De todo modo, esses são precedentes isolados e a jurisprudência ainda não está nem perto de uma consolidação sobre o assunto. Por isso, apesar de haver fundamentos bastante plausíveis para o ajuizamento de ações perante a Justiça Federal, ainda há o risco de que estas ações, além de demandarem tempo e dinheiro por parte das empresas, não tragam o resultado esperado, que é, de fato, a responsabilização do INSS pelo pagamento da remuneração das gestantes que não puderem trabalhar de forma remota.
Todavia, há uma “luz no fim do túnel” para os empregadores que não estiverem dispostos, neste momento, a encarar esse embate judicial.
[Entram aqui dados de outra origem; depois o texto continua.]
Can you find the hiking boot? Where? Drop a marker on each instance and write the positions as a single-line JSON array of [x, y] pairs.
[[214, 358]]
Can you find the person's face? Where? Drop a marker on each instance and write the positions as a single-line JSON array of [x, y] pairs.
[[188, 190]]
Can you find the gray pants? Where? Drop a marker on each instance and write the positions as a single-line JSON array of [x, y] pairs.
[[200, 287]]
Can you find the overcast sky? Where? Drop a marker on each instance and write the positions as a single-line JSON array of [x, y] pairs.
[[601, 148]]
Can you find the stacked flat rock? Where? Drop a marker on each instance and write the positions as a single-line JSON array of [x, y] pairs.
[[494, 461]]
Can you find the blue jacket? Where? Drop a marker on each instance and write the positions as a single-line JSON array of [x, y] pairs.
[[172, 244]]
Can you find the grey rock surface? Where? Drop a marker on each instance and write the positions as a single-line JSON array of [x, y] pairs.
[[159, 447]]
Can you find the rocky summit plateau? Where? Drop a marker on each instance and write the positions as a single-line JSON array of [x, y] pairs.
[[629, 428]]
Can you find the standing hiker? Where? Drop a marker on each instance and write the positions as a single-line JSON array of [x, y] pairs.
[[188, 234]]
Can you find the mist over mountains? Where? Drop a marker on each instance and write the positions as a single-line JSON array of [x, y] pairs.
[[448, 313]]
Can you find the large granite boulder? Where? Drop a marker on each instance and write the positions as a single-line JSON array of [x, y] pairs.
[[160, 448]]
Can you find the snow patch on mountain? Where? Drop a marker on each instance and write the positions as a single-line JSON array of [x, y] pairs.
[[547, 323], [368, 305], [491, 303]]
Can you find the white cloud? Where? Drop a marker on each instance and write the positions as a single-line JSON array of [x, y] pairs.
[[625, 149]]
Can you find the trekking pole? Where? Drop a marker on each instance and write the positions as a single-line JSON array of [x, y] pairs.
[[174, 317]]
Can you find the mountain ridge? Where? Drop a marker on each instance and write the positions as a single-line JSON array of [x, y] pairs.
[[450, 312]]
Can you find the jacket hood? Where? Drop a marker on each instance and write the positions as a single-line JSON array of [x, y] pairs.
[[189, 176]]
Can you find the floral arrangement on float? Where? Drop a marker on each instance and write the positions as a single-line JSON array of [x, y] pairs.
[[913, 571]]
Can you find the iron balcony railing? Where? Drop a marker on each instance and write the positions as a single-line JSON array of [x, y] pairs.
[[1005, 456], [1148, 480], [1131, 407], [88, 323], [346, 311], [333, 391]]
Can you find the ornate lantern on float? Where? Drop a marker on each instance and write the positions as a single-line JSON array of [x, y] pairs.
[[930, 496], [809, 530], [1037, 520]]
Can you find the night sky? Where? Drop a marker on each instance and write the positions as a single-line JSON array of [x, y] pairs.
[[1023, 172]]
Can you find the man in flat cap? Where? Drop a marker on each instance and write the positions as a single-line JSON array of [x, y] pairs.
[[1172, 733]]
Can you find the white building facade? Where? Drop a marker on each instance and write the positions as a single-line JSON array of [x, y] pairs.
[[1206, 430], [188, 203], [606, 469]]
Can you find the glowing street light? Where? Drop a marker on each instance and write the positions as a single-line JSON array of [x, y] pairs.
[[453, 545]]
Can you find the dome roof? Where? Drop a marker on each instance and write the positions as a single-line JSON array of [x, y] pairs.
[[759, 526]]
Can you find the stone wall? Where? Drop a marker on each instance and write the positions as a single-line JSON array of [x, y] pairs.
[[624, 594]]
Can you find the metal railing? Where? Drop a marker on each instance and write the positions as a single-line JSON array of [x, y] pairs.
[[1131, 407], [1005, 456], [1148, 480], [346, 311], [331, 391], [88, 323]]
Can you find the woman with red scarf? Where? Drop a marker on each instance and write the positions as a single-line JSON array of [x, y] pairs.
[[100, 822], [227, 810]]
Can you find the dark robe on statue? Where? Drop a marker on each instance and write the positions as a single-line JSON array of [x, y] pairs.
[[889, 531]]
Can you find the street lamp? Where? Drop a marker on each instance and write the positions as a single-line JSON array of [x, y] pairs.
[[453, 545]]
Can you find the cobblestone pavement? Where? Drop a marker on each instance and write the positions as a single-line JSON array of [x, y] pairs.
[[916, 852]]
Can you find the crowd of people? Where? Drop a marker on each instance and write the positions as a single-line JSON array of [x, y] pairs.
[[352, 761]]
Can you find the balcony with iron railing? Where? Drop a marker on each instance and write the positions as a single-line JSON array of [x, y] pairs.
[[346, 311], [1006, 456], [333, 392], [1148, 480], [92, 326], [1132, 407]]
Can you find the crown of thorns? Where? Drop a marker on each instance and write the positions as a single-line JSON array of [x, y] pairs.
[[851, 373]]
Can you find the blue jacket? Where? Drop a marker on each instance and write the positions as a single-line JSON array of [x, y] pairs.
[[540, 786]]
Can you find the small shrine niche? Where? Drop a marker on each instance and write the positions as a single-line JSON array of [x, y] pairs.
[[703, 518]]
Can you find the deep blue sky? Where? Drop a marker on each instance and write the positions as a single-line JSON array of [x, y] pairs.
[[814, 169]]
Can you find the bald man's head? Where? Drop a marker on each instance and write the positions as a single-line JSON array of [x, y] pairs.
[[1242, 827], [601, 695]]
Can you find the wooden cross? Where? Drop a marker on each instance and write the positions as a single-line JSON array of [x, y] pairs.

Atualmente, tramita no Congresso o Projeto de Lei 2058/2021, que visa regulamentar de forma mais específica a Lei nº 14.141/2021 e, entre outras medidas, prevê que gestantes vacinadas devem voltar ao trabalho presencial.
Essa medida ganha especial relevância se considerarmos que a vacinação das gestantes foi priorizada no plano da maioria das cidades, o que possibilitará o retorno da maior parte das colaboradoras afastadas.
Aliás, o referido Projeto de Lei passou a tramitar em regime de urgência no último dia 15/07 e já foi recebido no Plenário no último dia 03/08, transmitindo justamente a ideia de que a votação acontecerá muito em breve.
Claro que, na velocidade que esses assuntos são comumente tratados, pode ser que o Projeto não seja aprovado antes do fim da vigência da MP 1045/21, assim como pode ser rejeitado. Contudo, considerando a recente sinalização de urgência e a absoluta lacuna legislativa sobre o tema, se mostra mais assertivo aguardarmos alguns dias para vermos as “cenas dos próximos capítulos”, já que a sua aprovação pode significar o retorno imediato de boa parte empregadas que atualmente estão com o contrato suspenso ou afastadas, poupando trabalho, tempo e dinheiro com o ajuizamento de ações de alcance incerto.